CHICAGO _ "Dancing Aloud," a sign said. On stage, guitarist Corey Dennison, 43, white and well tattooed, had just opened an instrumental conversation with a grandfatherly figure in a White Sox cap.
"This is my old man, Mr. Carl Weathersby," Dennison told the crowd. "He taught me everything I know about the blues."
Weathersby, 65, and African-American, nodded. The notes rose, fell and tangled like family voices around a dinner table. The players, related only by a passion for music, grinned and winced the way soloists do.
In the audience 100 blues lovers roared, clapped, drank and chattered in three or four languages.
This was Kingston Mines, the oldest, biggest club of its kind in Chicago, on a recent Monday night.
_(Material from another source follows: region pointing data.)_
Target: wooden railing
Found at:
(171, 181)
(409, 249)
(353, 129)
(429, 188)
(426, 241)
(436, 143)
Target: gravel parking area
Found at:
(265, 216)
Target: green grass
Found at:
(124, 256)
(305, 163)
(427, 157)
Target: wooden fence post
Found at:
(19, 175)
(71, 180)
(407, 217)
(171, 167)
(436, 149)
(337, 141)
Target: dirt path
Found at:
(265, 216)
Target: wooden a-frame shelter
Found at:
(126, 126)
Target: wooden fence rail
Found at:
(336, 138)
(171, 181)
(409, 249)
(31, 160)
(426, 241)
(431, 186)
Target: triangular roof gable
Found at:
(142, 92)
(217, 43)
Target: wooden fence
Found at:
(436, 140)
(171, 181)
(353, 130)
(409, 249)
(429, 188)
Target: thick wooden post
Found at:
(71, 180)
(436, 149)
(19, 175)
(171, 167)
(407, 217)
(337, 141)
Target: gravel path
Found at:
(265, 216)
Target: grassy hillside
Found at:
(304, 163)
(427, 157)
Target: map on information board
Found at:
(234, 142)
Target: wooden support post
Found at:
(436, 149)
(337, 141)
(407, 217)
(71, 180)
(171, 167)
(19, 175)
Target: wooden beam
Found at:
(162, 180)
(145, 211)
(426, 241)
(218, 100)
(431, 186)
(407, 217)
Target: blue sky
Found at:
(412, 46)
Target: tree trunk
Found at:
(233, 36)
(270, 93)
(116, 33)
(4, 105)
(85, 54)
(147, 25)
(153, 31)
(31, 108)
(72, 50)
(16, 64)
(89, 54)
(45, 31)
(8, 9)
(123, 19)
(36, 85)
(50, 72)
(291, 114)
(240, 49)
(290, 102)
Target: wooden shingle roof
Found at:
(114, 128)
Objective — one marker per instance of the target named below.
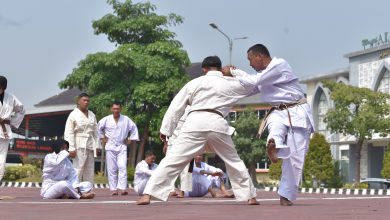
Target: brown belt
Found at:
(279, 107)
(2, 124)
(208, 110)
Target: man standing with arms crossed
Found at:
(11, 114)
(82, 134)
(210, 98)
(289, 121)
(117, 131)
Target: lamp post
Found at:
(230, 40)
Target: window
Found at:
(322, 110)
(384, 85)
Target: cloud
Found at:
(13, 23)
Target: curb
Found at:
(39, 185)
(364, 192)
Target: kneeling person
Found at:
(204, 177)
(60, 179)
(143, 171)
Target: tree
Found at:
(318, 163)
(249, 147)
(144, 72)
(386, 163)
(359, 112)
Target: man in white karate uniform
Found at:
(289, 122)
(81, 131)
(116, 131)
(204, 178)
(185, 176)
(210, 98)
(143, 172)
(60, 180)
(11, 114)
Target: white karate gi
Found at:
(202, 182)
(60, 178)
(116, 149)
(142, 175)
(185, 176)
(212, 91)
(82, 134)
(11, 109)
(279, 84)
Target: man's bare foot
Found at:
(171, 194)
(253, 201)
(179, 194)
(212, 192)
(228, 195)
(285, 202)
(124, 193)
(271, 150)
(6, 197)
(144, 200)
(88, 195)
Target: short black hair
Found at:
(3, 82)
(116, 103)
(259, 49)
(83, 94)
(212, 61)
(66, 143)
(149, 153)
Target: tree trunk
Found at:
(144, 140)
(252, 173)
(358, 156)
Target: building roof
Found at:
(367, 51)
(339, 72)
(66, 97)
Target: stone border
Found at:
(371, 192)
(39, 185)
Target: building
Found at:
(369, 68)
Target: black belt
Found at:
(208, 110)
(2, 124)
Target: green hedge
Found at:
(13, 173)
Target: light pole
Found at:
(230, 40)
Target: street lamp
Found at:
(230, 40)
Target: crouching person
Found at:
(60, 180)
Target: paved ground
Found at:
(28, 205)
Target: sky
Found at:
(41, 41)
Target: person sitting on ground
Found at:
(204, 177)
(60, 180)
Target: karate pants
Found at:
(139, 189)
(185, 176)
(190, 144)
(200, 186)
(292, 155)
(61, 188)
(3, 156)
(116, 169)
(84, 164)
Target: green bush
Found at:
(130, 174)
(13, 173)
(336, 181)
(386, 163)
(32, 161)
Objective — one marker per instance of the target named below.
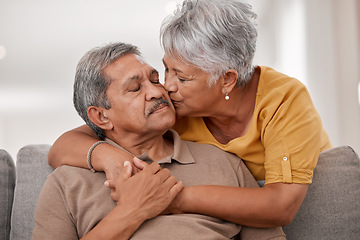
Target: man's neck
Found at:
(157, 146)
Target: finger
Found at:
(139, 164)
(109, 184)
(163, 174)
(153, 168)
(127, 169)
(176, 189)
(113, 195)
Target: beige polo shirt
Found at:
(74, 200)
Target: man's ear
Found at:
(98, 116)
(229, 80)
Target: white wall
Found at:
(316, 41)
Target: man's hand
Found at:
(151, 190)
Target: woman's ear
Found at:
(230, 80)
(98, 116)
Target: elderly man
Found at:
(120, 97)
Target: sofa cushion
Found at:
(32, 170)
(331, 208)
(7, 183)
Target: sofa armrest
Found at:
(7, 184)
(32, 170)
(331, 208)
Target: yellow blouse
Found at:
(285, 137)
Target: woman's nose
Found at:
(170, 85)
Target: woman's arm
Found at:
(274, 205)
(71, 148)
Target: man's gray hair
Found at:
(91, 82)
(213, 35)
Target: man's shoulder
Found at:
(66, 174)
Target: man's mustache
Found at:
(157, 103)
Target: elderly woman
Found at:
(265, 117)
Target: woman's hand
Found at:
(111, 160)
(151, 190)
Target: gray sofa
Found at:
(331, 209)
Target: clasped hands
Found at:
(148, 187)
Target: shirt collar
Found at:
(181, 152)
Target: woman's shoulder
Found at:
(274, 81)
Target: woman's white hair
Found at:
(213, 35)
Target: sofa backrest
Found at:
(7, 183)
(32, 170)
(331, 208)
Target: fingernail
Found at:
(106, 183)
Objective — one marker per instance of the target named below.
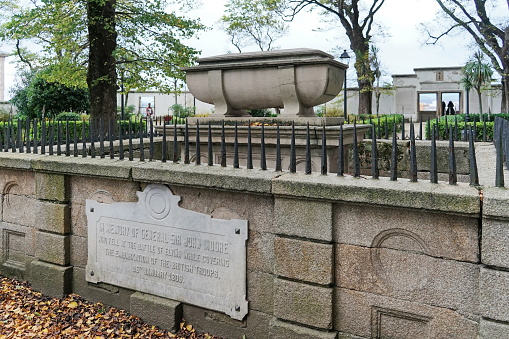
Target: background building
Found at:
(420, 95)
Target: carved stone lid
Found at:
(284, 57)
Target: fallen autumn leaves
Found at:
(25, 313)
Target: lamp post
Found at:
(345, 58)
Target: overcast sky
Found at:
(400, 52)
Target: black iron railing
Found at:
(137, 140)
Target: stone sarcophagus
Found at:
(295, 80)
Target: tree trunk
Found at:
(480, 99)
(360, 45)
(365, 98)
(102, 75)
(505, 92)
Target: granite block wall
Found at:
(327, 257)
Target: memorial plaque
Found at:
(155, 246)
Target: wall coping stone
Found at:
(460, 198)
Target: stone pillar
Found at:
(494, 279)
(51, 272)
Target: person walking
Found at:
(150, 111)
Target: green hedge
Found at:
(11, 129)
(382, 123)
(457, 123)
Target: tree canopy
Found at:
(36, 97)
(254, 22)
(476, 74)
(145, 42)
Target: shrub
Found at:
(71, 116)
(457, 122)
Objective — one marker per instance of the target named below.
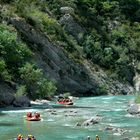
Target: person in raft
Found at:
(88, 138)
(31, 137)
(97, 137)
(29, 115)
(37, 115)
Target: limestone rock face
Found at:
(70, 76)
(6, 94)
(72, 27)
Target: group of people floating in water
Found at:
(36, 116)
(30, 115)
(29, 137)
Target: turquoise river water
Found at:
(58, 122)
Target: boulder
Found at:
(21, 101)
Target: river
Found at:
(60, 123)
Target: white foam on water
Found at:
(20, 111)
(50, 120)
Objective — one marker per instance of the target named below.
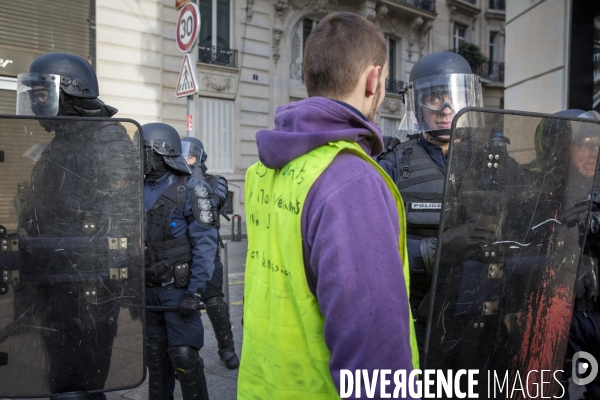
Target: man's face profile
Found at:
(584, 155)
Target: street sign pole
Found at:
(188, 28)
(191, 99)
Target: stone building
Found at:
(249, 59)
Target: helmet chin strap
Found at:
(435, 135)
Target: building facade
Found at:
(250, 61)
(553, 55)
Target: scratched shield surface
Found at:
(70, 257)
(517, 198)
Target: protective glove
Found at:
(595, 223)
(191, 304)
(428, 251)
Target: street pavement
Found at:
(222, 382)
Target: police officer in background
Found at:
(216, 308)
(585, 325)
(81, 173)
(181, 243)
(441, 84)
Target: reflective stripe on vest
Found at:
(284, 354)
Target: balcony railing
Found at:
(393, 86)
(428, 5)
(497, 5)
(218, 56)
(494, 71)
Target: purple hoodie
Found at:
(350, 235)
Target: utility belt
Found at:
(586, 305)
(161, 273)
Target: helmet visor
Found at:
(191, 152)
(37, 94)
(432, 102)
Like the rest of the international audience, I was here to listen to an embattled American sound _ Chicago-style electric blues, born in the mid-20th century as African-American families moved north from the Mississippi Delta.
In that migration, legions of country blues musicians traded their acoustic guitars for electrics, started playing their harmonicas through microphones and launched an era of rough-edged, streetwise music, sibling to soul, cousin to gospel.
The sound filled mostly black clubs on Chicago's South and West sides. New arrivals played for tips on Maxwell Street, and the biggest names released albums on Chess Records and blazed a musical path that rock 'n' roll soon would follow.
But Chicago and pop culture have moved on.
Though the vast, free Chicago Blues Festival takes over Millennium Park every June, and the locally headquartered Delmark and Alligator labels release new blues and roots tunes, rap music now dominates the South and West sides.
You must go to the Loop and north, where the tourists are, to find the remaining handful of all-blues clubs.
I wanted to see and hear them before things changed any more, so I spent three days and nights this summer chasing Chicago blues through five clubs, one museum exhibition and one storied old studio.